If anyone was worried that the more subtle tones of the new record would inform this latest tour, that worry was shattered not only by the sheer volume radiating from the stage, but also by the energy exhibited in particular by Angus Andrews. He’s every bit the cult leader, his limbs raised fantastically above his stringy locks, never removing his black jacket despite the unrelenting heat, said jacket looking almost too small on his menacing, gangly frame. One moment he would shudder violently, the next bouncing or twirling like a mental patient gone off his meds.

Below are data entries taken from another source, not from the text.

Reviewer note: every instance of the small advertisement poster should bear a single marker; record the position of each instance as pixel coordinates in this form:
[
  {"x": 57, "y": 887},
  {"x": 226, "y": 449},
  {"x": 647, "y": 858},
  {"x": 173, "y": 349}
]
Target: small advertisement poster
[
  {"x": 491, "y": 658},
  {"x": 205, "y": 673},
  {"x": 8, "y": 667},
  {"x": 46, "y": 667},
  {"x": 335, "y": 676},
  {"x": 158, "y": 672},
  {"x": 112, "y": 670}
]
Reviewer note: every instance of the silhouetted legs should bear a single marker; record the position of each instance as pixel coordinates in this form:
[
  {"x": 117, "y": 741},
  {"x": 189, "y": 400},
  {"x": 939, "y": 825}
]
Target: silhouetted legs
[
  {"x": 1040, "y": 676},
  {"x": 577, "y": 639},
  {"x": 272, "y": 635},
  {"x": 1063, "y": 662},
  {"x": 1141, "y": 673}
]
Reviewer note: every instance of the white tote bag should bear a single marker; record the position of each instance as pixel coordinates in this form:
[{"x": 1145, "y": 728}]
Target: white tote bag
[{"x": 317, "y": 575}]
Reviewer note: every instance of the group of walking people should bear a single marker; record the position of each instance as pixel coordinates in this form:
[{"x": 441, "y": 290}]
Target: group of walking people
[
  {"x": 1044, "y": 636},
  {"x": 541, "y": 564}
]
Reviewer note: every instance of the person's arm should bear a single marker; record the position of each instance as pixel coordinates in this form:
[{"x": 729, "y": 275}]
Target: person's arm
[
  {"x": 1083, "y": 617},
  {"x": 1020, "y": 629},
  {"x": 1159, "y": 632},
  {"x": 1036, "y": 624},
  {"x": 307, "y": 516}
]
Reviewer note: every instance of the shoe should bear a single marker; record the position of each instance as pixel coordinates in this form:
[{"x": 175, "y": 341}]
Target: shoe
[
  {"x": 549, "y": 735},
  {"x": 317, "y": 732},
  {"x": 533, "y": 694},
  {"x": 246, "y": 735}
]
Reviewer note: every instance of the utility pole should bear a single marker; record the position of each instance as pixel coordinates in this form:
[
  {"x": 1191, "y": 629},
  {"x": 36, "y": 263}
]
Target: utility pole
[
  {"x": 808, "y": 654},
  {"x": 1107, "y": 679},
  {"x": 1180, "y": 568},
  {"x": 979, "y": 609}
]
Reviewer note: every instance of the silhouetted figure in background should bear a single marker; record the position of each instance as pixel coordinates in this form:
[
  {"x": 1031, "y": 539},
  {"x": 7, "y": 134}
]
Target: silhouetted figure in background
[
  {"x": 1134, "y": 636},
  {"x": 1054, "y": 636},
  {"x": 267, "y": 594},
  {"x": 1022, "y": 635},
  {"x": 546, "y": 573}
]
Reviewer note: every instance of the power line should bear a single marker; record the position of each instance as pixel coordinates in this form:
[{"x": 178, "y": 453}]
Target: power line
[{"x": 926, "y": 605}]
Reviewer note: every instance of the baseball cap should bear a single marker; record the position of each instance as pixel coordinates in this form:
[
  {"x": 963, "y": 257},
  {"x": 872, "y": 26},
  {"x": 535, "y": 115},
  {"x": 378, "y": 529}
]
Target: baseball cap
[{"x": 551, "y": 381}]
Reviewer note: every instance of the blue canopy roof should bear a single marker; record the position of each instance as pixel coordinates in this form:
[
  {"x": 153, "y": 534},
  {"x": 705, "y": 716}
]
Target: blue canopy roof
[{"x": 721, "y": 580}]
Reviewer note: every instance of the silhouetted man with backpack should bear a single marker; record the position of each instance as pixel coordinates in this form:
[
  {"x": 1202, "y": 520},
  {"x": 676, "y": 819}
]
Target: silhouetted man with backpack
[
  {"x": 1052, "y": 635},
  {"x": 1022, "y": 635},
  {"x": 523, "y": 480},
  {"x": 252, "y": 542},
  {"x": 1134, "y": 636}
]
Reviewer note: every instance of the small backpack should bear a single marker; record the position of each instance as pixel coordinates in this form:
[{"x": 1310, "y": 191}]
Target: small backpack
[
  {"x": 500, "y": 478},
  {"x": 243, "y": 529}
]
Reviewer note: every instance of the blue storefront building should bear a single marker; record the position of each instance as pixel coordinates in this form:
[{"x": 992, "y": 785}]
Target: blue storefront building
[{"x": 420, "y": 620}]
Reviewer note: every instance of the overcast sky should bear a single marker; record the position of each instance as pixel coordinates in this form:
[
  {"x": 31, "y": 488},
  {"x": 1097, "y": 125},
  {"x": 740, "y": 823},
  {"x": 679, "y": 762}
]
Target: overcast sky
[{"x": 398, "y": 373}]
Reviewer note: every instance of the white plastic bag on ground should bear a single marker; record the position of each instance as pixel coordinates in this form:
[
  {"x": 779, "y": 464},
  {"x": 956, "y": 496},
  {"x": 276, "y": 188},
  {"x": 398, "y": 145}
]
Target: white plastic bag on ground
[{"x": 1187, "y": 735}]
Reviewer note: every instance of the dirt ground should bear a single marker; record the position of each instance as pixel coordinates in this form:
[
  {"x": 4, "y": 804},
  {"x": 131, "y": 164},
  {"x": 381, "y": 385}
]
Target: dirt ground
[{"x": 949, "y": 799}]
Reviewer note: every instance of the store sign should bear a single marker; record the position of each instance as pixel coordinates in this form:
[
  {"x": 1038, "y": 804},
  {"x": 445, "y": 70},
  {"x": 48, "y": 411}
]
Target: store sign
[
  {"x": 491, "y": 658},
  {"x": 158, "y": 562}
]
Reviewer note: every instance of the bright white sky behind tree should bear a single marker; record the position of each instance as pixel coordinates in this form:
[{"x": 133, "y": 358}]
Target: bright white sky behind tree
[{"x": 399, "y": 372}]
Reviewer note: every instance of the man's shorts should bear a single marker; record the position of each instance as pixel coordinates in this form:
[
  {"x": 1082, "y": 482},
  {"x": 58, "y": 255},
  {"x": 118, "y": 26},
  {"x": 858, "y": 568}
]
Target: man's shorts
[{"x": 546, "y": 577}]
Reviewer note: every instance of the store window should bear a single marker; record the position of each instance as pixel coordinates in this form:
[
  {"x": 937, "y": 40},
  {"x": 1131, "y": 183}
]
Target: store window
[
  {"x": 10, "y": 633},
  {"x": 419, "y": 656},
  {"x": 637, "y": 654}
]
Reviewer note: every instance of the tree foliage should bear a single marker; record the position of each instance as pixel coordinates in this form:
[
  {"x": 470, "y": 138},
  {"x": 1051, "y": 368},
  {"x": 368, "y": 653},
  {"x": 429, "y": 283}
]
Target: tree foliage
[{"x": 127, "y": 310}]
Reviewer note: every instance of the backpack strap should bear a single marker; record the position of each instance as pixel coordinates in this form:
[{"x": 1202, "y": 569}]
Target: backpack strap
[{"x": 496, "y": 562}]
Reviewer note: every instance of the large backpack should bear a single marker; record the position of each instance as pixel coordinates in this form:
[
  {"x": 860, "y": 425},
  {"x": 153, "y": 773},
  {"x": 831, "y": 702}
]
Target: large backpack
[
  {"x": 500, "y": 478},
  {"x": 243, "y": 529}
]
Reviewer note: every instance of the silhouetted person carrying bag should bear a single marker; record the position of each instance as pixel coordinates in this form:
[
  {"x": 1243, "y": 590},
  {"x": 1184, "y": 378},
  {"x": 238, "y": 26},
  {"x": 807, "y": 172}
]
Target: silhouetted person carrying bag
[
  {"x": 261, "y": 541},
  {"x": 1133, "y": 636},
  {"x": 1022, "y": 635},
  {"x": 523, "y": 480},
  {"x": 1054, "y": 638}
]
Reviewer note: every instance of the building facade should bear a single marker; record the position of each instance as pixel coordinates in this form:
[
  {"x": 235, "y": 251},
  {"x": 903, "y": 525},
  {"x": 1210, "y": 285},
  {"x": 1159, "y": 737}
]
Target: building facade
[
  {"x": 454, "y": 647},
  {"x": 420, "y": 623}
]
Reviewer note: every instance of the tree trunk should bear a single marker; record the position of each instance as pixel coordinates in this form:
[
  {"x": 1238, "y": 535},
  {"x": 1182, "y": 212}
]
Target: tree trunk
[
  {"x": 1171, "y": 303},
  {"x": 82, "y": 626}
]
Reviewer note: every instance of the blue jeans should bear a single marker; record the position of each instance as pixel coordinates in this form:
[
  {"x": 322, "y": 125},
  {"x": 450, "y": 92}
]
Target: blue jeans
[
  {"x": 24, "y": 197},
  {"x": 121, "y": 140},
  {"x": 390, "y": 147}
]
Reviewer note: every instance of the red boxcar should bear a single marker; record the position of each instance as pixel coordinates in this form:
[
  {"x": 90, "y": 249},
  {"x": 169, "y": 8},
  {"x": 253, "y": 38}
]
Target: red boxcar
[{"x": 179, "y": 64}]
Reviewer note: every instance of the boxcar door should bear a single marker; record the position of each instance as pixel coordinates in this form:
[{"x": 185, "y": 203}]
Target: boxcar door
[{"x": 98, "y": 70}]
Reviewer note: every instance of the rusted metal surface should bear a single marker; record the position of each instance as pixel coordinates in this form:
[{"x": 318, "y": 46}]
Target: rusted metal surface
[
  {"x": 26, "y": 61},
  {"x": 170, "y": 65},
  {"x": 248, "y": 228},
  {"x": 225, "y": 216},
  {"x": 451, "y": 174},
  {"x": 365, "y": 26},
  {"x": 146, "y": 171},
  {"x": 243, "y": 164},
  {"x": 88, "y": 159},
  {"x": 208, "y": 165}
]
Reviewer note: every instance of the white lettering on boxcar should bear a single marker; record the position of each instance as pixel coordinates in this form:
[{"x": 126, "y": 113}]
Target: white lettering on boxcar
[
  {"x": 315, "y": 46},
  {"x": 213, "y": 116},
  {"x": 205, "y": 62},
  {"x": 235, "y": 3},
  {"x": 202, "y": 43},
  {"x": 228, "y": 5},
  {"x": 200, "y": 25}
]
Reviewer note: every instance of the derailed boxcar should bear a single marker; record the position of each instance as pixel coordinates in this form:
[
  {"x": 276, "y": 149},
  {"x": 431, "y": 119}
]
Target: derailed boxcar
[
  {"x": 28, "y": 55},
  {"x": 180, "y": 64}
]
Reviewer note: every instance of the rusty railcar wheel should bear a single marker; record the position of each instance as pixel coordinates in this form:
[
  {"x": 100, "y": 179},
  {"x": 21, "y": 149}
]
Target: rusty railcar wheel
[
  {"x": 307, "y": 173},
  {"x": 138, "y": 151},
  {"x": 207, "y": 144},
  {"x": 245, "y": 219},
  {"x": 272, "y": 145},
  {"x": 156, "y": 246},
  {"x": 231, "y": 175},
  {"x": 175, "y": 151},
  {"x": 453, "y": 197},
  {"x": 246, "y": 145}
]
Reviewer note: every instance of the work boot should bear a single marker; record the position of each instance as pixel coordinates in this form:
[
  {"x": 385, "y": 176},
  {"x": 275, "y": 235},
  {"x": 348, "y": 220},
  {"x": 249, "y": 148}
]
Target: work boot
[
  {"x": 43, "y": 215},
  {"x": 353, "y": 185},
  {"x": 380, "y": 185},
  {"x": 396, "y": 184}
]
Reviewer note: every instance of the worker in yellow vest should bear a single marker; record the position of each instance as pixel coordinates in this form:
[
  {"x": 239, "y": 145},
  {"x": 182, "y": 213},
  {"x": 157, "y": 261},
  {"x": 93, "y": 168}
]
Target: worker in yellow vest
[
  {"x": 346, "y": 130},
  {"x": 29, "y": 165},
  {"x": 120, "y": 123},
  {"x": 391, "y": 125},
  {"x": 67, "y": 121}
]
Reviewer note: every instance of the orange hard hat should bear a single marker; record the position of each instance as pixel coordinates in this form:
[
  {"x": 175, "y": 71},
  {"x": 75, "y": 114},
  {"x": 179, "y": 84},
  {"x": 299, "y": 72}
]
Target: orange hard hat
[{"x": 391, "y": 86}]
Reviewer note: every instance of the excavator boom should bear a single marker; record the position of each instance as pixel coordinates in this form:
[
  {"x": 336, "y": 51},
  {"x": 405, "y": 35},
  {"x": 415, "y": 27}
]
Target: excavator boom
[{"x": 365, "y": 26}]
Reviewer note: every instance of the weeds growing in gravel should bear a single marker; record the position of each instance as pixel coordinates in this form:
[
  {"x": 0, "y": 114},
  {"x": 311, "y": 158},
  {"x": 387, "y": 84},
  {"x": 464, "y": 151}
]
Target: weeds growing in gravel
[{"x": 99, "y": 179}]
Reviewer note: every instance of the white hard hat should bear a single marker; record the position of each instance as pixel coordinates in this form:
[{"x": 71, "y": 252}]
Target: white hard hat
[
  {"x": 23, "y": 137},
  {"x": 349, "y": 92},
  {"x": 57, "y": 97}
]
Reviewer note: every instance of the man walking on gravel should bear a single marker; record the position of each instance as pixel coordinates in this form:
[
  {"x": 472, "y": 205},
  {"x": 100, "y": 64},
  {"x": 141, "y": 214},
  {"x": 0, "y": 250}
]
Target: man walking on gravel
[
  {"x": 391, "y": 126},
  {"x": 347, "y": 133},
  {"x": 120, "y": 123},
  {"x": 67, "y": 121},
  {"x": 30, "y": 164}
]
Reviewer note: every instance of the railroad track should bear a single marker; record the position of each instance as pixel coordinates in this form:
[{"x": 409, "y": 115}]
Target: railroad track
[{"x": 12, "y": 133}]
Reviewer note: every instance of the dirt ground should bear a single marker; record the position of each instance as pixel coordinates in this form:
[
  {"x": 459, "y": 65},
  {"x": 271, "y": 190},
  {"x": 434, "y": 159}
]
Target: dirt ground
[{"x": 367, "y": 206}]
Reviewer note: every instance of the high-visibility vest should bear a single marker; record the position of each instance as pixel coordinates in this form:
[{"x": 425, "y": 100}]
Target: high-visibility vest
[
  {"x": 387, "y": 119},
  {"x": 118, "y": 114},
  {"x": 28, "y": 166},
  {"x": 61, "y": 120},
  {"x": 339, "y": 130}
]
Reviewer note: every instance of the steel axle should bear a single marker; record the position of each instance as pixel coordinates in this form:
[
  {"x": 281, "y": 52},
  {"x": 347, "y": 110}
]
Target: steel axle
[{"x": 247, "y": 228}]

While the set was definitely skewed toward the songs on WIXIW, they were offered alongside a well-curated selection from their previous records. As such, the show acted partly as revue, partly as history lesson – spanning from Liars’ emergence as dance-punk purveyors of ten years past, through art rock witchiness, percussive experimentation, forays into shoegaze, and finally the punishing, barren soundscapes of 2009’s Sisterworld. And while these selections were a treat to a longtime Liars fan like myself, the WIXIW songs were executed so well that they held their own in the cannon of favorites like “Broken Witch” “Let’s Not Wrestle Mt Heart Attack” and “Plaster Casts of Everything”. Though Andrews has said that it was unnerving to present partially formed ideas and arrangements to the band during WIXIW’s almost claustrophobic writing and recording process, none of that insecurity shows now that the album is making its live debut. It’s hard to believe a decade has passed since the release of They Threw Us In A Trench And Stuck A Monument On Top, and indeed I feel like I’ve spent most of my adulthood in the locked groove of “This Dust Makes That Mud”. But the Liars are nothing if not uncanny for their ability to evolve and to challenge, and the show at Webster Hall was a perfect affirmation of such.